Index(['commodity', 'year', 'production_Moz'], dtype='object')

In [17]:
df.index #standard index

RangeIndex(start=0, stop=4, step=1)

In [18]:
df.index=([4,5,6,7])
df

Unnamed: 0,commodity,year,production_Moz
4,Gold,2013,107.6
5,Gold,2014,109.7
6,Silver,2014,868.3
7,Silver,2015,886.7


In [None]:
df.index #custom integer index

- The index may be set using the method `set_index`, as follows:

In [None]:
df=df.set_index('commodity')
df

In [None]:
df.index #custom string index

In [None]:
#floats can also be an index
df.set_index('production_Moz').index 

In [None]:
df

In [None]:
df['year'] #this yields a pandas series

In [None]:
df[['year']] #this yields a pandas data frame

- The dataframe can restore the original index using the mathod `reset_index`, as follows:

In [None]:
df = df.reset_index()
df

- A data frame can also be created with a nested list. The two ways are equivalent.

In [None]:
df_2=pd.DataFrame([[107.6, 'Gold', 2013],
                   [109.7, 'Gold', 2014],
                   [868.3, 'Silver', 2014],
                   [886.7, 'Silver', 2015]], 
                    columns=['production_Moz','commodity','year'])
df_2

- A data frame has an attribute **values**, which is of the multidimensional array type.

In [None]:
print(type(df.values))

In [None]:
print(df.values)
print('-'*55)
print(df_2.values)

- data frame v.s. series is similar to 2D array v.s. 1D array. A data frame has column names for the added dimension.

In [None]:
print(type(df.columns))

In [None]:
print(df.columns)  # column name

In [None]:
df.columns.tolist()

- Each column in a DataFrame can be retrieved as a Series. 
- There are two ways to get the column: to retrieve by attribute and to retrieve by dictionary-like notation.

In [None]:
df.year         # retrieve by attribute

In [None]:
df['year']  # retrieve by dictionary-like notation

- The name of an individual column may be changed as follows:

In [None]:
df.columns=['commodity', 'com','production']
df

In [None]:
df.columns = df.columns.str.replace('com','metal')
df

- Indexing a pandas data frame is similar to indexing a numpy array.

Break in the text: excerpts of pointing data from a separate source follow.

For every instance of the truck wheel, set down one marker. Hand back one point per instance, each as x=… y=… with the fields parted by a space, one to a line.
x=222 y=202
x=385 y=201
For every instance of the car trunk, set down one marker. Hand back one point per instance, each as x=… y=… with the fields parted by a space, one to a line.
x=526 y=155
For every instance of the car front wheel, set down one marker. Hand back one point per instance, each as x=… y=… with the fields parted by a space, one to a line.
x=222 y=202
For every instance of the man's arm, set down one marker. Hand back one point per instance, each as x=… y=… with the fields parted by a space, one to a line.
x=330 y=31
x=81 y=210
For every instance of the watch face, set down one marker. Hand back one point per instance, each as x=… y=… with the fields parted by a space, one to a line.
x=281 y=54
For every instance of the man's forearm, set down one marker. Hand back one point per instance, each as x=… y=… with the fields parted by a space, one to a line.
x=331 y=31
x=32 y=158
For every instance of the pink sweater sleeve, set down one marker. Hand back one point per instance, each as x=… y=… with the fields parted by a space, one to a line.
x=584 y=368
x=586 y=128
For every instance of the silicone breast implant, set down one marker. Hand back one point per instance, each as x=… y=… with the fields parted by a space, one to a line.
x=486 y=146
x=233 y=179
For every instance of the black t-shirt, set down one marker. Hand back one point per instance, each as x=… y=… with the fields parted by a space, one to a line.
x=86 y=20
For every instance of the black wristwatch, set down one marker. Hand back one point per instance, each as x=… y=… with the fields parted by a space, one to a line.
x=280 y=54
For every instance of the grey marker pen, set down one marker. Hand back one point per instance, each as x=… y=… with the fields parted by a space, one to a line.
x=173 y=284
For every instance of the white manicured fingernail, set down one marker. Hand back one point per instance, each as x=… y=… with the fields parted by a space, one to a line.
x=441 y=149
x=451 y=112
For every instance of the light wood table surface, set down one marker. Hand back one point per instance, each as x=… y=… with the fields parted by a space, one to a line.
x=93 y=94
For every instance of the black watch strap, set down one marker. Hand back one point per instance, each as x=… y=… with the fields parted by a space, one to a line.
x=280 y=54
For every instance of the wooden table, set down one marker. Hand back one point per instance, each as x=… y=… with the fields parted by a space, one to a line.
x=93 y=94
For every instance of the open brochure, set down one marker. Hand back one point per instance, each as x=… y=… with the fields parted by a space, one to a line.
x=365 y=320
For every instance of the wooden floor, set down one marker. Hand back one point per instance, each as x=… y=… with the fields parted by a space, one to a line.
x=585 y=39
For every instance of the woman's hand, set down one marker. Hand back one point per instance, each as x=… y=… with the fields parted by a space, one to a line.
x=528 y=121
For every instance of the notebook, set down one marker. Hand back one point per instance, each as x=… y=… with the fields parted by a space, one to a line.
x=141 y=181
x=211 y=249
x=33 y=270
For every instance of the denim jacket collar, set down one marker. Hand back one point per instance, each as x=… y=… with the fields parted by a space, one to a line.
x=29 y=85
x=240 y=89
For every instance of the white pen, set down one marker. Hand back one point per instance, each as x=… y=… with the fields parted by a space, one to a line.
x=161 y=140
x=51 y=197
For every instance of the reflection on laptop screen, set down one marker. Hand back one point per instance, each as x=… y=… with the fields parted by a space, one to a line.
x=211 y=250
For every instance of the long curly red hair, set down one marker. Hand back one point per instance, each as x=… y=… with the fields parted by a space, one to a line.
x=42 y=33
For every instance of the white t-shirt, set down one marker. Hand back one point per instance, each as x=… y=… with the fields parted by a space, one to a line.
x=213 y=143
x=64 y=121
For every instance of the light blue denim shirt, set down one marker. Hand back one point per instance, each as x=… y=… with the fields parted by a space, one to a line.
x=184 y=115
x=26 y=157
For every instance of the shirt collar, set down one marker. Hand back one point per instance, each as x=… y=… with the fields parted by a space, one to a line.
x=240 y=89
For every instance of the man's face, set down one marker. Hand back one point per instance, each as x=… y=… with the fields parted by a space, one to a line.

In pandas the first index retrieves a column and the second index retrieves the row.  
- To return the third element of the metal column, use the following:

In [None]:
df['metal'][2]

- Slicing a pandas data frame is also similar to slicing a numpy array.  The following code returns the second and third elements of the production column.

In [None]:
df['production'][1:3]

- In order to slice multiple columns pass a list of column names.  The following represents the world production of gold and silver in 2014.

In [None]:
df[['metal','production']][1:3]

** Exercise 1** 

Create a Pandas DataFrame, named 'NYC', whose columns are 'boro', 'pop' and 'area'. The frame represents the five boroughs of New York City, including the 2010 census population (in millions),and land area in square miles.  The rows represent the following:

- The Bronx is 42 square miles.  In the 2010 census, the Bronx had 1.39 million people.
- Manhattan, with 2010 population 1.59 million, has an area of 23 square miles.
- Brooklyn is 71 square miles.  The 2010 population was 2.47 million.
- In 2010, Staten Island had 0.44 million inhabitants.  It is 59 square miles.
- 2.23 million people lived across the 109 square miles of Queens, in 2010.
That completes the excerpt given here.